Dia mengaku tidak menerima alasan yang dikemukakan TAPD. Lantaran, alasan yang disampaikan karena adanya keterlambatan dalam pengajuan anggaran pokir tersebut.

“Alasan pengajuan anggarannya sudah lewat dari batas RKPD (Rencana Kerja Pembangunan Daerah-red). Nah yang kita tanyakan bagaimana mekanisme RKPD itu?

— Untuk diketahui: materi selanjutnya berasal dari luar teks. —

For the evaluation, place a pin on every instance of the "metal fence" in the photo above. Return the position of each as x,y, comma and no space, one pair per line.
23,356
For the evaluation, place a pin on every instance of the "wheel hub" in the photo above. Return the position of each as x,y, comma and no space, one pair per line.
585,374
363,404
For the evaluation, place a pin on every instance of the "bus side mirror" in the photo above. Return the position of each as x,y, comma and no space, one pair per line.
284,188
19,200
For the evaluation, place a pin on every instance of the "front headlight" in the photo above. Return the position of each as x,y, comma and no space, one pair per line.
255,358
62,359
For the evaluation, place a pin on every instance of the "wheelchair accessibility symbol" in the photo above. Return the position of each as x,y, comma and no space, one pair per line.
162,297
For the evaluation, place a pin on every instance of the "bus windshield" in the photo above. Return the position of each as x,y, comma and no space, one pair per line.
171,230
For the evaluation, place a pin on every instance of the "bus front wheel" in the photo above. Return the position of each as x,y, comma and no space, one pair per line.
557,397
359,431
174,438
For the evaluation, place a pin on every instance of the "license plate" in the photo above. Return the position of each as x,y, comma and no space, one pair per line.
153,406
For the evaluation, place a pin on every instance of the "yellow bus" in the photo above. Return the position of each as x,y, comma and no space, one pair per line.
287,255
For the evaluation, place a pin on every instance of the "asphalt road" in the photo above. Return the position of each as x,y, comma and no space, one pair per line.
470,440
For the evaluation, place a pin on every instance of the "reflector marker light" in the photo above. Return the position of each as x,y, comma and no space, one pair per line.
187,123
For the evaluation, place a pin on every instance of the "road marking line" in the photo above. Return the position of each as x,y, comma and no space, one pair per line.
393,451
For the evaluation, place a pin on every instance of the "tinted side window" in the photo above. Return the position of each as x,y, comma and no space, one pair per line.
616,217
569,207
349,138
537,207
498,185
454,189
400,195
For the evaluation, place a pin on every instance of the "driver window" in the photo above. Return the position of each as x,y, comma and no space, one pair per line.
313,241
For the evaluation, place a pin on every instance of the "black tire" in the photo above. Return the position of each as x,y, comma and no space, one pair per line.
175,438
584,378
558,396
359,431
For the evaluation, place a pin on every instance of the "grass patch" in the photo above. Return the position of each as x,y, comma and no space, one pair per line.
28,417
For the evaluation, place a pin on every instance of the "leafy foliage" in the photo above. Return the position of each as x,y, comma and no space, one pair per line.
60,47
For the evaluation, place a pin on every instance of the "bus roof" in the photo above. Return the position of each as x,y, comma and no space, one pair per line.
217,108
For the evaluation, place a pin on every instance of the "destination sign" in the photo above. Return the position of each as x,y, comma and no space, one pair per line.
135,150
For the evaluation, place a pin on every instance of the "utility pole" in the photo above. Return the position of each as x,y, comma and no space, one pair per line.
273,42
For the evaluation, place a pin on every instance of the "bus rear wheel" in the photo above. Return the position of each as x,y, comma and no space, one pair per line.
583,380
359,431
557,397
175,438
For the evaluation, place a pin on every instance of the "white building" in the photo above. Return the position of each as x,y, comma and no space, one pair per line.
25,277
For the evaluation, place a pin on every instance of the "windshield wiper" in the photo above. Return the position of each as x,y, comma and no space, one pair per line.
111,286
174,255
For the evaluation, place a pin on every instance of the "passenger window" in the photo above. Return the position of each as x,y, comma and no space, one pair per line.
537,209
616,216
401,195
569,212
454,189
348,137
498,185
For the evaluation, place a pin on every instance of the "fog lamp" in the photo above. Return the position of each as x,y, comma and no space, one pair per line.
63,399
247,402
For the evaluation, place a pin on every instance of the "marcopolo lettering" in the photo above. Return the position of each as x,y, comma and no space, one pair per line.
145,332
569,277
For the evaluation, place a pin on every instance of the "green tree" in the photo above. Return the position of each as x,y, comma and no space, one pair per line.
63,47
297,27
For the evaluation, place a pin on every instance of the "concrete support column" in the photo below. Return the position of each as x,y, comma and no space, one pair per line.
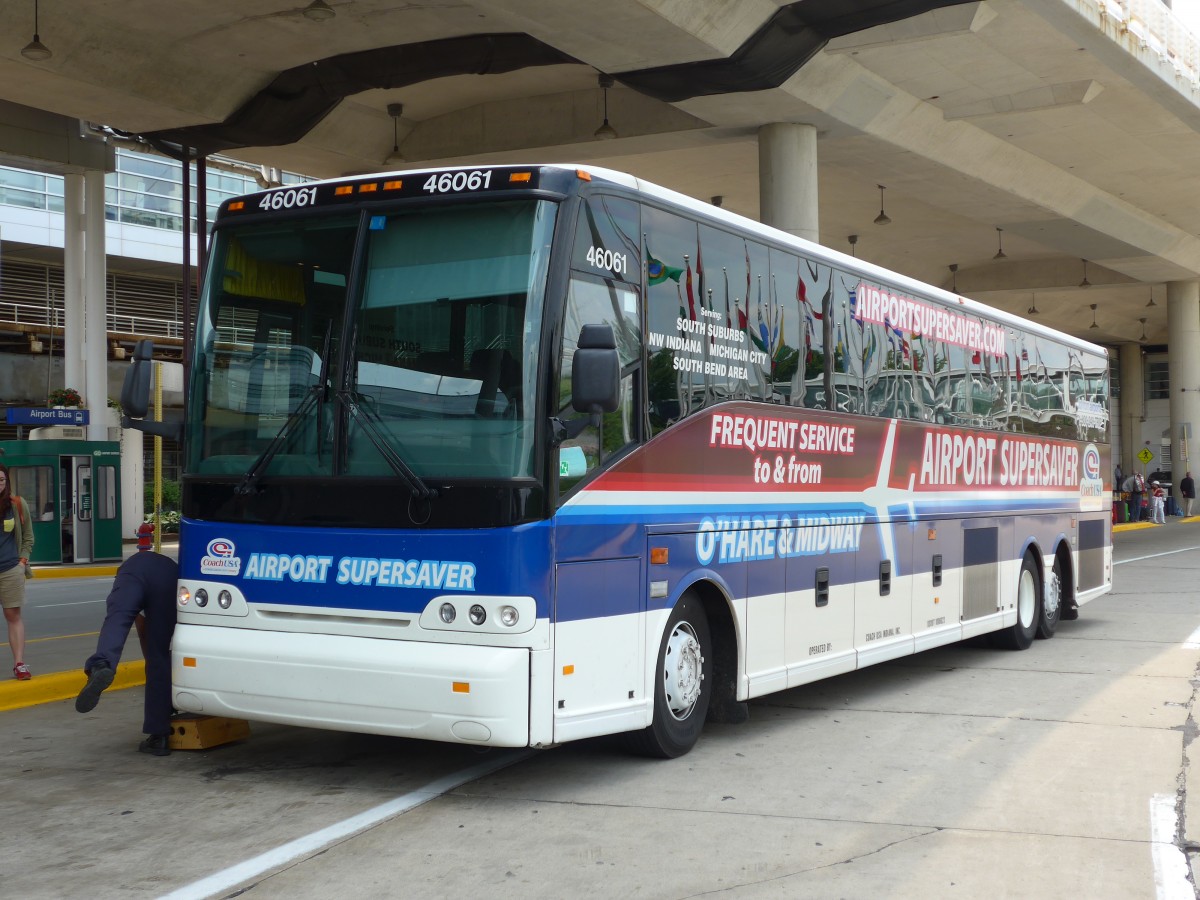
787,179
72,277
95,342
1183,363
1133,408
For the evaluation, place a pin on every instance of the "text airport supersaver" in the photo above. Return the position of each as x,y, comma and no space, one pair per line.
365,571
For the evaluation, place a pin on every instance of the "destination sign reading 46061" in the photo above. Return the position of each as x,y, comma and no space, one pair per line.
387,187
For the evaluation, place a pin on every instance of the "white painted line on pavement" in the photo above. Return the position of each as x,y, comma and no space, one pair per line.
1170,865
1155,556
327,837
71,603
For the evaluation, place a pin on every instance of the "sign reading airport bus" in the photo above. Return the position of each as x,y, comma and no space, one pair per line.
42,415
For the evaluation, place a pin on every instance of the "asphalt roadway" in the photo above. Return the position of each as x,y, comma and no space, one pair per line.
965,772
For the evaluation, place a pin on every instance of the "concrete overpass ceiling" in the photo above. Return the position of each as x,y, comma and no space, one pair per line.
1020,114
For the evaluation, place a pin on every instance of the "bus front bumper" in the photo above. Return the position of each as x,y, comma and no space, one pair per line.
432,691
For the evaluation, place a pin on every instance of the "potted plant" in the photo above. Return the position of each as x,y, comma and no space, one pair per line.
65,397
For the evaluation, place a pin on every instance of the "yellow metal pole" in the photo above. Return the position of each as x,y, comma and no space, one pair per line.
157,460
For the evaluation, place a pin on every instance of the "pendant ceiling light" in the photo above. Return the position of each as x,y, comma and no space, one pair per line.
318,11
395,157
605,132
35,49
882,219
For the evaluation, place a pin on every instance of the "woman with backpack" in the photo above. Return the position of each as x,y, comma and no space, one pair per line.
16,545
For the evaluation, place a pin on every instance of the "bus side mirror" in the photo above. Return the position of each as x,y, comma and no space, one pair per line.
138,378
136,395
595,371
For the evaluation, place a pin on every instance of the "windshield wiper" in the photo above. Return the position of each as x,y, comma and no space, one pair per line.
364,415
264,459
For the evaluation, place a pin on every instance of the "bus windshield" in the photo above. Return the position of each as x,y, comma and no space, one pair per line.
431,360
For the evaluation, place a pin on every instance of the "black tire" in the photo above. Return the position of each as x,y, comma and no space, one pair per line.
683,684
1029,610
1051,601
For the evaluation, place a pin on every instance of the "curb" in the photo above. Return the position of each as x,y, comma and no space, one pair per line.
64,685
76,571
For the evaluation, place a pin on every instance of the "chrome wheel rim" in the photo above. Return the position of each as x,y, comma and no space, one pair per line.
683,671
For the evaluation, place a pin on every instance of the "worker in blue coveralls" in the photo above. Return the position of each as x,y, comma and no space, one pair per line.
145,583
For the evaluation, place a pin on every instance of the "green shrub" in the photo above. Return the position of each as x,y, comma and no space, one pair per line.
171,496
169,522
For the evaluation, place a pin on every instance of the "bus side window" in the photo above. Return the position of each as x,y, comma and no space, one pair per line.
593,301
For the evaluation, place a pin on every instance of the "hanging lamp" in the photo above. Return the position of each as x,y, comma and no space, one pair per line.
35,49
605,132
882,219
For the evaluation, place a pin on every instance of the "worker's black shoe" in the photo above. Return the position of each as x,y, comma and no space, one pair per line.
156,744
97,683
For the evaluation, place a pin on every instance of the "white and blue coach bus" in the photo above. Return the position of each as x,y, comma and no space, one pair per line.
514,456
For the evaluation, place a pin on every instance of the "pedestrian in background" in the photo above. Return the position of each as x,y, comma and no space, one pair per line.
16,545
1134,486
1157,503
144,585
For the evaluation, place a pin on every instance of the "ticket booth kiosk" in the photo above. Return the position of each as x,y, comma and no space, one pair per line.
73,492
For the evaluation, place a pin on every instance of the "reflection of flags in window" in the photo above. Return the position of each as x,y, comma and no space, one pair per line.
869,349
691,295
729,321
658,271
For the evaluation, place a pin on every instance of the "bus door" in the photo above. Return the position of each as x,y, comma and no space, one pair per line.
76,502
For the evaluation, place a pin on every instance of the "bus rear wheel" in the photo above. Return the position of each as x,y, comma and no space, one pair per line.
683,679
1029,610
1051,601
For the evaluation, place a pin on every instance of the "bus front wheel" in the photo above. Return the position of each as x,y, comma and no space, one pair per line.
683,683
1029,610
1051,601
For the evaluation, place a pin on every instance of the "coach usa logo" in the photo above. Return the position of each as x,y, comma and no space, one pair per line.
221,558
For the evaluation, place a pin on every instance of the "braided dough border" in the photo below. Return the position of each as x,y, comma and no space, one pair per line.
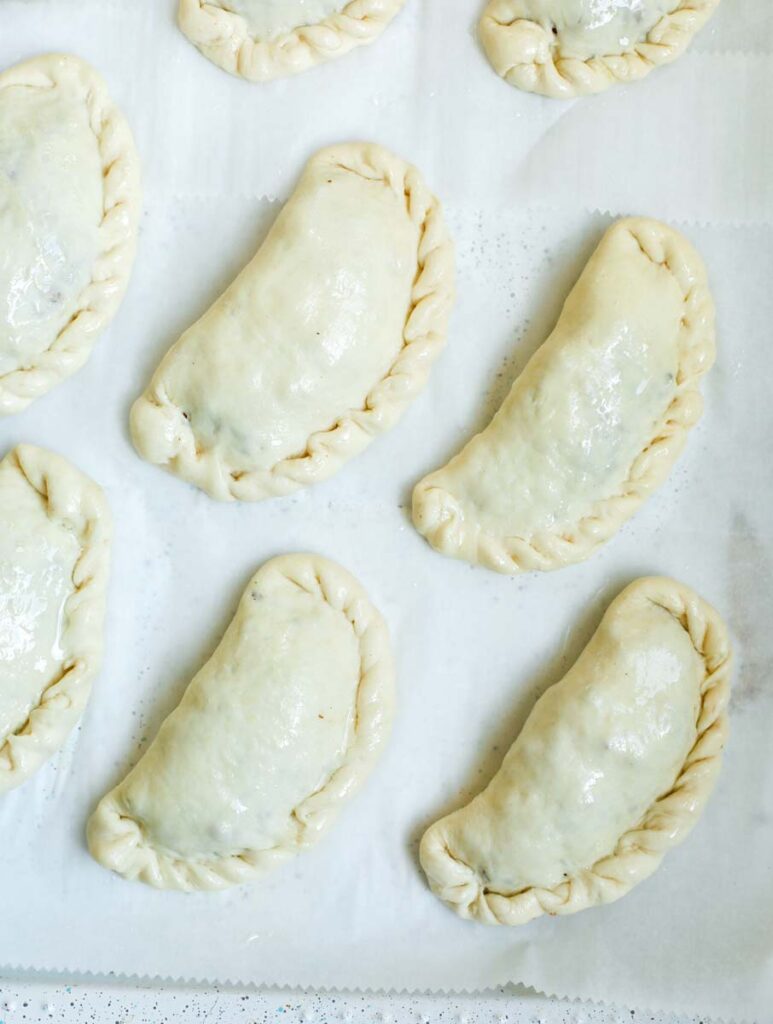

Karena dewan tidak merasa dilibatkan,” ujarnya.

Seharusnya kata Sundaya, sebelum TAPD memutuskan kebijakan tersebut berkoordinasi terlebih dahulu dengan dewan. Karena pokir juga merupakan aspirasi masyarakat yang diserap dewan ketika melakukan reses.

Hal itu tidak ada bedanya dengan mekanisme penyusunan RKPD oleh eksekutif melalui musyawarah rencana pembangunan (Musrenbang). Lagipula kedudukan Pokir cukup kuat karena tertuang dalam Undang-undang MD 3.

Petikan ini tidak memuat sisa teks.